Sometimes, a simple function doesn't seem good enough.
Here's one possible function we can draw, going from a set of players to a set of dice rolls.
There are other, similar functions we could choose by changing where the arrows end... but any single function like this one can only give us a single outcome for each player.
As a model of dice rolling, this function is pretty useless! Each time a player rolls, hopefully there's actually a 1/6 (or about 17%) chance of each number turning up, not a 100% chance of just one of them.
How can we do better?
Sampling different paths
Let's try writing our diagrams a little differently. Focus just on Max, for a second. He rolls five times: 5, 1, 2, 4, 2.
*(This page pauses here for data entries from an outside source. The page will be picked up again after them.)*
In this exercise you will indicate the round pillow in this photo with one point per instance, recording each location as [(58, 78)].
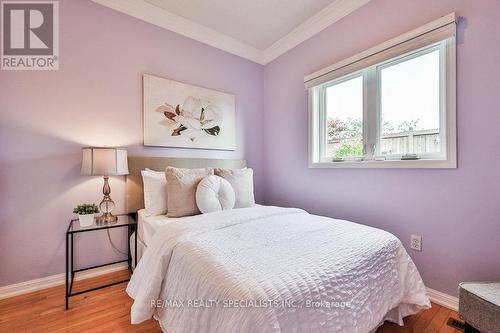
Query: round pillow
[(214, 194)]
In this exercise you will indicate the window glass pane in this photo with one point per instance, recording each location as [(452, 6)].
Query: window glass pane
[(344, 116), (410, 106)]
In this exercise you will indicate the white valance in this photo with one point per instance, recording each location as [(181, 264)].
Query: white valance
[(431, 33)]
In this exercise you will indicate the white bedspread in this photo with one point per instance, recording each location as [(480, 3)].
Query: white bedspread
[(271, 269)]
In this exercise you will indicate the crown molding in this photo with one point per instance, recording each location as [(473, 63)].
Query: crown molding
[(158, 16), (162, 18), (318, 22)]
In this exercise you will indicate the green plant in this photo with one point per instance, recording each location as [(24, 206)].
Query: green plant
[(348, 150), (85, 209)]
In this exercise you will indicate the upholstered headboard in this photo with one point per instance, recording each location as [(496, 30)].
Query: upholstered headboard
[(135, 193)]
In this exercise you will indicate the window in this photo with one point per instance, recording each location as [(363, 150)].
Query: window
[(391, 108)]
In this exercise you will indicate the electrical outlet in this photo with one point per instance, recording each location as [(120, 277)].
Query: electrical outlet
[(416, 242)]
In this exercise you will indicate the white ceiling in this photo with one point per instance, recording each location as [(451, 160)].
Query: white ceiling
[(258, 30), (258, 23)]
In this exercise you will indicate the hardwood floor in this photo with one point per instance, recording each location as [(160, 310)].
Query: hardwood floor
[(108, 310)]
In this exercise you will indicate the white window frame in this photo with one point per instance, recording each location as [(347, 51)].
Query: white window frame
[(372, 110)]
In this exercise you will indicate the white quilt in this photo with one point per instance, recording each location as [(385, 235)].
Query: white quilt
[(270, 269)]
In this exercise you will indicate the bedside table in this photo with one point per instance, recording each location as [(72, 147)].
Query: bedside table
[(128, 221)]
Don't worry about the order of the rolls.
Let's merge all the arrows that arrive at the same place into single arrows. An arrow's thickness represents how frequently we follow it—so the arrow that arrives at 2 is thicker than the others.
We can show the same thing using a histogram.
Now divide his roll counts by 5—the number of times he rolled. This gives a normalized histogram in terms of the fraction of total rolls that turn up each way.
Now that we've normalized the counts, the sum of all the points in the histogram is 1, or 100%.
When we've got fractions that sum to one – or percentages that sum to 100% – across a set of outcomes, we have a probability distribution.
Our distribution says: given that Max is rolling the dice, there is a 100% chance that one of the six sides will turn up. According to what we've seen, 20% of the time Max arrives at 1, 40% of the time at 2, and so on.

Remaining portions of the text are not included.